I wonder if there's anything like that for Python and Ruby.

[1]: for example, http://cpantesters.org/author/D/DAMOG.html

Less code is generally better. But I've noticed a lot of folks still using ^ or $ when what they really mean is \A or \z
What's the difference? ^ and $ is basically all I remember from when I read Mastering Regular Expressions
\A and \z always match beginning/end of the string.

^ and $ can be changed to mean beginning/end of each line in the string with the /m flag.

>8) Even if regexs are not needed, inevitably the perl dev will use them since that's the perl hammer, and it's hard to know what the intention is with regexes or what the source data even looks like

I'm going to disagree with this one. There's lots of things in any language where it can be hard to see, at a glance, what the intention of the programmer was. That's why we have commenting. You're supposed to comment your blocks of code so that someone else can look at it and understand what that block of code is supposed to do.

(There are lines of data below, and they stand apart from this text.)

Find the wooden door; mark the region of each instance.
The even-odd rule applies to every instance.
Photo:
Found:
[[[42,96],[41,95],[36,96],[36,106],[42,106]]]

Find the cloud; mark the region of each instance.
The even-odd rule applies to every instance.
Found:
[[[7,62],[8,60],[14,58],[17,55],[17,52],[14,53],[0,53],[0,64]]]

Unfortunately, as far as I can tell by looking at other people's code, I appear to be one of the only programmers on the planet who actually uses comments....

Ideally the code itself should communicate that intent. And comments can become obsolete as code changes. Hence the movement to reduce comments to only what's necessary.
1. What? (anyway use cpanminus these days). 2. Again what? 3. Nope, there are a variety of tools available. Try `cpanm Perl::PrereqScanner::App` followed by `scan-perl-prereqs .` 4. Yeah you can skip test runs `cpanm --notest` , you really want to? The subsequent complaint, you're clearly having an experience I don't have. 5. Again see cpanm 6. Can't comment on this one. 7. Umm, that's a code smell. From cpan that outcome is rare. 8. You use regexes when you need certain kind of things done fast. Don't forget the `/x` flag to ensure it's documented if a non-trivial regex. 9. Actually I spend most of my time in the perl debugger. Older perl codebases do suffer from the magic payload pattern quite a lot. Modern perl, less so. 10. Yeah I agree, one should probably have to explicitly turn off warnings and strict, but whatever.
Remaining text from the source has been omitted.